I had my annual eye exam the other day; you know where they put that giant, awkward machine-thing in front of your face, and you have to rest your chin on it? The optometrist flips through a series of lenses, trying to help you see as clearly as possible to narrow down where your vision is.

At the bottom of the exam wall chart was the letter B, but I swore that I saw it as an N. It was actually a B. My wife could see it clearly, but to me at the time, it was an “obvious” N. Even though it seemed apparent to me, I was wrong. It was the lens I was looking through that was throwing me off.

It’s like that sometimes when interpreting Scripture. Yesterday I heard someone quoting Ephesians 5:14 and commanding someone to be healed and saying, “…Wake up, O sleeper, rise from the dead and Christ will shine on you.”

This example I heard is such a gross misinterpretation of this passage. We have to read things in context. Ephesians Chapter 5 is all about righteous living and not having any greed or immorality in our lives and living in the light and not darkness, about which verse 14 is talking.

Scripture tells us if we are sick to call the church’s elders to pray for us (James 5:14). It is important to rightly divide the Word (2 Timothy 2:15). There is a massive amount of misunderstanding out there in the world – yes, even amongst some Christians inside of our churches – and often minimal effort to take Scripture in its proper context.

A couple of years ago, a man (who did not know I was a Christian at first) started witnessing to me. He was a Vietnamese man in his seventies and was previously a Buddhist monk for many years. This Vietnamese man told me his American name was “Joshua” and how he was so depressed and feeling empty inside, even as a monk. Joshua had “peace” and “serenity,” but a more profound meaning was lacking from his life.

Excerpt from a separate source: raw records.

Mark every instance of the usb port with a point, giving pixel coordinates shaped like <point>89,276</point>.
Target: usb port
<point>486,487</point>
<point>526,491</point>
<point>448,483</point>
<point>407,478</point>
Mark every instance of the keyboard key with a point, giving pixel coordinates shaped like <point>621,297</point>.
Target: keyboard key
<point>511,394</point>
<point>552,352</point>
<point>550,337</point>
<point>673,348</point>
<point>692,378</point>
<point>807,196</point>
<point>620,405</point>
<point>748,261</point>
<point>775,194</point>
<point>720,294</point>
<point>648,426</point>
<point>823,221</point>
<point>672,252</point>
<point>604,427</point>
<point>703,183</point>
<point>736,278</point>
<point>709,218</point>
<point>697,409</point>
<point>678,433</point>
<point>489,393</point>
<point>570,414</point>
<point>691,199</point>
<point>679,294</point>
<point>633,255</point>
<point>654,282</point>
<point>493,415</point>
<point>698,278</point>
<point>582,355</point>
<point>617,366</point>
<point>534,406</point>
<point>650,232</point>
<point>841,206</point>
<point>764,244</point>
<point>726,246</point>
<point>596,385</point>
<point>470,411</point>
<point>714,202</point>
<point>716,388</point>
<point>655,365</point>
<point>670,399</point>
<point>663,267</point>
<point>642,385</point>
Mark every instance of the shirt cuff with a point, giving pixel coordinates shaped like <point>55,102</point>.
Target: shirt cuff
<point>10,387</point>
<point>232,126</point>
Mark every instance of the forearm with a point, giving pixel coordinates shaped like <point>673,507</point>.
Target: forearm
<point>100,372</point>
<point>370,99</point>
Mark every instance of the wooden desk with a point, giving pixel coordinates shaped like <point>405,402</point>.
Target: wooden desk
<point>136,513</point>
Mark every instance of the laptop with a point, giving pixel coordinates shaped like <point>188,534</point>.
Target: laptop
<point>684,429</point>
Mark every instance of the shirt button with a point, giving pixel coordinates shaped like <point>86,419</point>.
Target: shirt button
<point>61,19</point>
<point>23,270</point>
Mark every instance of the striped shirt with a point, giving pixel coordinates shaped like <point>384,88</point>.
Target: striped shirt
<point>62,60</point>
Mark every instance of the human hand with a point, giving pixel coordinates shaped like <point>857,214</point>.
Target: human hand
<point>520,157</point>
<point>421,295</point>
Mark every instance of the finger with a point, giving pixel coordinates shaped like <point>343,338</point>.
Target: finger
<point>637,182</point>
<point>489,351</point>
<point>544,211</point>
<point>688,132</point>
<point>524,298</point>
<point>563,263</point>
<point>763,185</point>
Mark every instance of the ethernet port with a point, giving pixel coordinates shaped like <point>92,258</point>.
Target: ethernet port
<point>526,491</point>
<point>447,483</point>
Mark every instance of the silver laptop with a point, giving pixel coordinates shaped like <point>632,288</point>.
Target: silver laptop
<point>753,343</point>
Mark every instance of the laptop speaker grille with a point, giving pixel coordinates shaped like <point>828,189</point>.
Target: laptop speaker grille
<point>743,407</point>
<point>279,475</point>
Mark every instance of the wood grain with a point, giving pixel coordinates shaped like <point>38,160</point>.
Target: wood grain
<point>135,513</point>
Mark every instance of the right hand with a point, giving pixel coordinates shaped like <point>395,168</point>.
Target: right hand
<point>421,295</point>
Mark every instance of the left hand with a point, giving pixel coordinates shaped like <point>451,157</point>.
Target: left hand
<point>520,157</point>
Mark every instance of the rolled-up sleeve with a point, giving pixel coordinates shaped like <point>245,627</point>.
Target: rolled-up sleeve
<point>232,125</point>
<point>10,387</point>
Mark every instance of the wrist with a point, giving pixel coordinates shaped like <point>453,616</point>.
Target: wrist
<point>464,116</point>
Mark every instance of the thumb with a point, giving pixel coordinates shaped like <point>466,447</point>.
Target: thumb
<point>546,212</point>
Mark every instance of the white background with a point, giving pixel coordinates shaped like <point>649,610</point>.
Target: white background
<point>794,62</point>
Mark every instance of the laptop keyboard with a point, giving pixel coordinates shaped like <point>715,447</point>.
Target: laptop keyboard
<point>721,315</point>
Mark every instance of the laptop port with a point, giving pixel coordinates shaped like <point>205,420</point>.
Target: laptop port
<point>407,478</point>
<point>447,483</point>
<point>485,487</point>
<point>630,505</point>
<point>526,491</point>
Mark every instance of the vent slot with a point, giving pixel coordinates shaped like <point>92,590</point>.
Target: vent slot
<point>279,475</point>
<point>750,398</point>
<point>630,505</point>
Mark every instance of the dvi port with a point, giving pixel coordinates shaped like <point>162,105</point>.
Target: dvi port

Joshua talked to another man about it one day, and this man questioned Joshua on whether or not he had ever read the Bible. He said he had not and didn’t know much about it. The man soon gave him a Bible, and Joshua just dived into it on his own. He exclaimed that all of a sudden, life started to make sense.

Joshua was slightly confused by the Old Testament, so he skipped forward to the New Testament and kept reading. Joshua was getting teary-eyed when he started telling me how he couldn’t believe that Jesus would die for him and love him like that. Needless to say, I got choked up too. I did tell him that I shared the same saving faith in Christ. It was incredible. I felt a little “envious,” for lack of a better word, of how Joshua was able to know Jesus and His Word with no outside influences or personalities steering him in one direction or another. He just simply read the Bible.

So much of how we think is influenced by what others have told us. Back to the whole eye lens thing; consider that you might be seeing an N when it is a B. Don’t be comfortable with easy, cushy, “Americanized” Christianity. Read things that are in Scripture in context. Investigate the entire paragraph and passage it comes from – study, study, study. Rightly divide. Be fed on what God says in His Word as a whole. Be more loyal to God and His Truth than to people. People, even when they are well-meaning, can get it wrong.